Brute-forcing race conditions in CI

Unfortunately, no one can be told what the Matrix is. You have to see it for yourself.

Morpheus, 1999

Most projects I've worked on are occasionally afflicted by the dreaded flaky tests - intermittent failures seen in CI, but which you can't recreate on your own machine.

These failures may only occur every few tens or hundreds of test runs. The less frequently failures occur, the harder they are to catch, understand, and resolve.

Whatever the cause - a subtle bug in an underlying library, a poorly crafted browser-driver assertion, a missing await in some javascript - until a problem can be reliably recreated, it's impossible to have confidence that it's been genuinely fixed.

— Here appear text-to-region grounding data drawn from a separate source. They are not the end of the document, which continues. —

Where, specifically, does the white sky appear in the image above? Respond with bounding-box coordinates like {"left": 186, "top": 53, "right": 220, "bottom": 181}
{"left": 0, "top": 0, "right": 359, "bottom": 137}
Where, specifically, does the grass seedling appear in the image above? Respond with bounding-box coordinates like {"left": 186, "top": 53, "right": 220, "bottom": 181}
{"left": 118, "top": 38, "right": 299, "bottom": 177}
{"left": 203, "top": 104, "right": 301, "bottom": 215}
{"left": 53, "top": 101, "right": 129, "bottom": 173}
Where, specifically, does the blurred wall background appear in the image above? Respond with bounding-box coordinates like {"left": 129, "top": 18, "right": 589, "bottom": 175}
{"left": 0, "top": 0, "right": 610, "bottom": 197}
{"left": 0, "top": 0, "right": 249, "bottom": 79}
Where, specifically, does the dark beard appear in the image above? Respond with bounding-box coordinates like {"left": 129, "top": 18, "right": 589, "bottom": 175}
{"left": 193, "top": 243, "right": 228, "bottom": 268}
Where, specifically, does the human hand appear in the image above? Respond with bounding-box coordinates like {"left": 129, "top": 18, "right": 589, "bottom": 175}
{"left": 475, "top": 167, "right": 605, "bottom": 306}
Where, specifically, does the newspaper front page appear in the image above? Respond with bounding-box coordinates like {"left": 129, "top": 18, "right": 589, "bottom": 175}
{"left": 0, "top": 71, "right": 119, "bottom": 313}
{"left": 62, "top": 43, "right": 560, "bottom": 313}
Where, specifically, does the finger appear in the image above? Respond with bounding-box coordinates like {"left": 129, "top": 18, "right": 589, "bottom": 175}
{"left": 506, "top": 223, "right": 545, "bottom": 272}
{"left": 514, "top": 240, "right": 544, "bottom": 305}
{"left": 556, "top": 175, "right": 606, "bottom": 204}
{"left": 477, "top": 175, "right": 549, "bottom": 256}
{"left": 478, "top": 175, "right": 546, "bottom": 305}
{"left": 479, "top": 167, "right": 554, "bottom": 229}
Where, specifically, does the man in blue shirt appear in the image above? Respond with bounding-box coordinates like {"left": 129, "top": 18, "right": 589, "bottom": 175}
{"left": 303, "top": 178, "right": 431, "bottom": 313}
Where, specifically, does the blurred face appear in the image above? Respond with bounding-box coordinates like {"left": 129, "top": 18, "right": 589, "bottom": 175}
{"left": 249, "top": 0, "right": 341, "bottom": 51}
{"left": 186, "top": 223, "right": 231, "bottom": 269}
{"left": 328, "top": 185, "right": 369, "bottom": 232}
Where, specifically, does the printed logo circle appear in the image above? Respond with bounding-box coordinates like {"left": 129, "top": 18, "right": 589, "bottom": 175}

Here's how you can use brute force to more reliably recreate these failures, and have more confidence they are fixed.

Enter the Matrix

For this example I'll use Github Actions, but you can probably take a similar approach with GitLab, Jenkins, CircleCI, or even Travis (if you still use it).

What?

Here's the basic approach

  1. isolate the test
  2. make it run as many times as possible, as quickly as possible, until failure
  3. read the logs

How?

1. Isolate the test

For a javascript test framework like Jest or mocha, this is usually as simple as

-  it('some test...', ...
+  it.only('some test...', ...

Other approaches might be to delete irrelevant tests, jobs or workflows.

2. Run it loads

To run the job 100 times per CI run, add the following to your GitHub Actions workflow YAML:

jobs:
  your-job:
+    strategy:
+      matrix:
+        x: [ 1, 2, 3, 4, 5, 6, 7, 8, 9, 10 ]
+        y: [ 1, 2, 3, 4, 5, 6, 7, 8, 9, 10 ]
...

3. Read the logs

From here on in, you're on your own - good luck!